L’art. 446 al. 1 CC prévoit que l'autorité de protection de l'adulte établit les faits d'office. Compte tenu du renvoi de l’art. 450f CC aux règles du Code de procédure civile du 19 décembre 2008 (ci-après : CPC, RS 272), l’art. 229 al. 3 CPC est applicable devant cette autorité, de sorte que les faits et moyens de preuve nouveaux sont admis jusqu’aux délibérations. Cela vaut aussi en deuxième instance (Steck, Basler Kommentar, op. cit., n. 7 ad 450a CC, p. 2626, et les auteurs cités).

b) En l’espèce, le recours, motivé, a été interjeté en temps utile. La qualité pour recourir doit être reconnue à P., neveu de feue E., directement concerné par la décision querellée. Le recours est en conséquence recevable. Il en va de même des pièces produites en deuxième instance, si tant est qu’elles ne figurent pas déjà au dossier.
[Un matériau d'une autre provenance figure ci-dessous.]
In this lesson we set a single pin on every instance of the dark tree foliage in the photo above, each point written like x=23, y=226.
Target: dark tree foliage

La Chambre des curatelles doit procéder à un examen complet de la décision attaquée, en fait, en droit et en opportunité (art. 450a CC), conformément à la maxime d’office et à la maxime inquisitoire, puisque ces principes de la procédure de première instance s’appliquent aussi devant l’instance judiciaire de recours (Droit de la protection de l’adulte, Guide pratique COPMA, 2012, n. 12.34, p. 289). Elle peut confirmer ou modifier la décision attaquée devant elle. Dans des circonstances exceptionnelles, elle peut aussi l’annuler et renvoyer l’affaire à l’autorité de protection, par exemple pour compléter l’état de fait sur des points essentiels (art. 450f CC et 318 al. 1 let. c ch. 2 CPC). Selon les situations, le recours sera par conséquent réformatoire ou cassatoire (Guide pratique COPMA, n. 12.39, p. 290).

Le recourant souhaite avoir accès aux documents relatifs à la curatelle de sa tante défunte. Il fait valoir qu’afin de s’assurer de la régularité de l’institution d’héritier, il lui est nécessaire d’être précisément renseigné, par le dossier de la curatelle, sur l’état du patrimoine de feue sa tante à l’instauration de la mesure de protection et sur son évolution jusqu’au décès, ainsi que sur les interventions du curateur, s’agissant notamment des avoirs bancaires de l’intéressée, ainsi que des contrats d’assurance susceptibles d’avoir été conclus avec la Vaudoise Assurances.

a) L’art. 449b CC fixe les conditions d’accès à un dossier en cours en matière de protection de l’adulte et de l’enfant. Cette disposition, dont le but est de garantir le respect des droits procéduraux, concerne uniquement les procédures pendantes. Une fois la procédure terminée et le dossier archivé, l’accès au dossier est réglé par l’art. 29 al. 2 Cst. (Constitution fédérale du 18 avril 1999, RS 101), alors seul applicable (Auer/Marti, Basler Kommentar, op. cit. n. 28 ad art. 449b CC, p. 2608).

La jurisprudence relative à l'art. 29 al. 2 Cst. déduit de la garantie du droit d'être entendu prévu par cette disposition le droit d'une personne touchée par une procédure de consulter des éléments d'un dossier, même clos, à la condition qu'elle justifie d’un intérêt particulièrement digne de protection et qu'aucun intérêt public prépondérant et aucun intérêt légitime de tiers ne s'opposent à la consultation (ATF 130 III 42; ATF 129 I 249 c. 3; ATF 126 I 7 c. 2b). Le droit à la consultation du dossier s'étend en principe à tous les documents qui sont importants pour la prise de décision. Seul l'accès à des documents internes à l'administration peut être refusé, soit les pièces qui n'ont pas de caractère de preuve dans une procédure, mais servent uniquement à forger l'opinion interne de l'administration et sont destinées à un seul usage interne (ATF 2008/14 du 14 avril 2008, JT 2009 I 687).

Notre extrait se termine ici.